Le Luxembourg s'en prend aux politiques énergétiques allemandes et françaises
Le ministre de l’Énergie, Claude Turmes, s’en est pris aux libéraux-démocrates du FDP allemand pour avoir bloqué le débat sur le moteur à combustion au cours des dernières semaines et a critiqué Paris pour ses récentes tentatives répétées de lobbying pronucléaire.
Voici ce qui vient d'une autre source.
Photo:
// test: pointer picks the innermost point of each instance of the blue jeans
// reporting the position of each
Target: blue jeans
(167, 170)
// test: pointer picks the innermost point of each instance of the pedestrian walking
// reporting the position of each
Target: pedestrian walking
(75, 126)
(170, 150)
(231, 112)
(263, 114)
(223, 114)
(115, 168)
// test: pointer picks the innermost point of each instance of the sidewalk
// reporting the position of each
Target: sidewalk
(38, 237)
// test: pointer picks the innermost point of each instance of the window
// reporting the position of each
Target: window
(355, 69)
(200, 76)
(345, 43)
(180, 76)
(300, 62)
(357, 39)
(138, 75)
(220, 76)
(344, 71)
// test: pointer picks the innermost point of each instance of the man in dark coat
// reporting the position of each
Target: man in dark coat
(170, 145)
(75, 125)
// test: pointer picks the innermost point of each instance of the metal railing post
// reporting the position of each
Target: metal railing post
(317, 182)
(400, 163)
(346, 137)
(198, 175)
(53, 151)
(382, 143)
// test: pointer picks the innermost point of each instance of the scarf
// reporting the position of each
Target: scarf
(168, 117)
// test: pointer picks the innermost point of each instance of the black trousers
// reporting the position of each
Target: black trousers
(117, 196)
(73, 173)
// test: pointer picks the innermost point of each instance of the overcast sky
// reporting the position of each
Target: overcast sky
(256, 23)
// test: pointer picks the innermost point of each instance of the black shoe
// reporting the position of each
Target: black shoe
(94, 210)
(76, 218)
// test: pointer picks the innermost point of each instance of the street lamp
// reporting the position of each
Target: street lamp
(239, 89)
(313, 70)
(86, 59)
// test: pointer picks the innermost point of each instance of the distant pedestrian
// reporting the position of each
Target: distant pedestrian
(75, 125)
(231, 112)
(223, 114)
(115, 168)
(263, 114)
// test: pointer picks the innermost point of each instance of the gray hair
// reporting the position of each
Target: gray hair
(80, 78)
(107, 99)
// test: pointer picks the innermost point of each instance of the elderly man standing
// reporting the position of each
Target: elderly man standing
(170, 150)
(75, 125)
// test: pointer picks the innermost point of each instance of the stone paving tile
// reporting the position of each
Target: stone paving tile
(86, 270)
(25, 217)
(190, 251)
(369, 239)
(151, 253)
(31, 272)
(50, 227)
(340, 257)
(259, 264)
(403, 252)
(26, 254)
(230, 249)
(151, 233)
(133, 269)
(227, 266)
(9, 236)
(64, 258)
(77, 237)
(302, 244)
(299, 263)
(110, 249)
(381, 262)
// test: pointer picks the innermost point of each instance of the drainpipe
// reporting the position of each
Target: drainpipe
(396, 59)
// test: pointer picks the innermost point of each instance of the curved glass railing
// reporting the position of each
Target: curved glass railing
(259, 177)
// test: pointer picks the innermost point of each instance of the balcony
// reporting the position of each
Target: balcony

Le ministre de l’Énergie, Claude Turmes, s’en est pris mardi (28 mars) aux libéraux-démocrates du FDP allemand pour avoir bloqué le débat sur le moteur à combustion au cours des dernières semaines et a critiqué Paris pour ses récentes tentatives répétées de lobbying pronucléaire.
M. Turmes, homme politique écologiste et ancien législateur européen, s’en est pris à deux poids lourds de l’Union européenne avant la réunion des ministres de l’Énergie de l’UE de mardi (28 mars).
En ce qui concerne l’Allemagne, M. Turmes a critiqué l’opposition du pays à la proposition de la Commission d’interdire de facto les voitures à essence et diesel à partir de 2035. La Commission et l’Allemagne se sont finalement entendues et ont fait de la place aux carburants de synthèse dans le cadre de l’initiative de l’Union visant à éliminer progressivement les moteurs à combustion.
« Les carburants de synthèse sont une politique pour les riches conducteurs de Porsche 911 » et il est « inacceptable » que le parti libéral FDP en Allemagne soit capable de prendre l’UE en otage en raison de ses défaites électorales nationales, a déclaré M. Turmes.
Le FDP « avait besoin de prouver qu’il existait toujours », mais le parti a négligé les personnes occupant un emploi régulier dans ce processus, car elles ne seraient pas en mesure d’acheter des carburants de synthèse à « 6-8 euros le litre », a-t-il souligné.
Selon le ministre luxembourgeois, la production de carburant de synthèse pour les voitures serait également contre-productive, étant donné que l’industrie automobile devrait entrer en concurrence avec les industries sidérurgiques et chimiques qui utilisent déjà l’hydrogène — nécessaire à la production de carburant de synthèse mais rare — pour rendre leur propre production plus écologique.
M. Turmes, originaire du Luxembourg, pays antinucléaire, s’en est également pris au gouvernement français, critiquant ses tentatives récentes et répétées de lobbying en faveur de cette source d’énergie à l’échelle européenne.
Selon lui, le géant français de l’énergie EDF a fait fausse route en promouvant l’énergie nucléaire au cours des 30 dernières années. Ce constat a été une fois de plus mis en évidence cet hiver lorsque la France n’a pas été en mesure « d’éclairer les Champs-Élysées » et a dû compter sur les importations d’électricité de l’Allemagne, a-t-il ajouté.
Pourtant, le président français Emmanuel Macron semble chercher à utiliser « toutes les astuces possibles » afin de trouver des fonds supplémentaires pour ce que M. Turmes appelle une société énergétique défunte.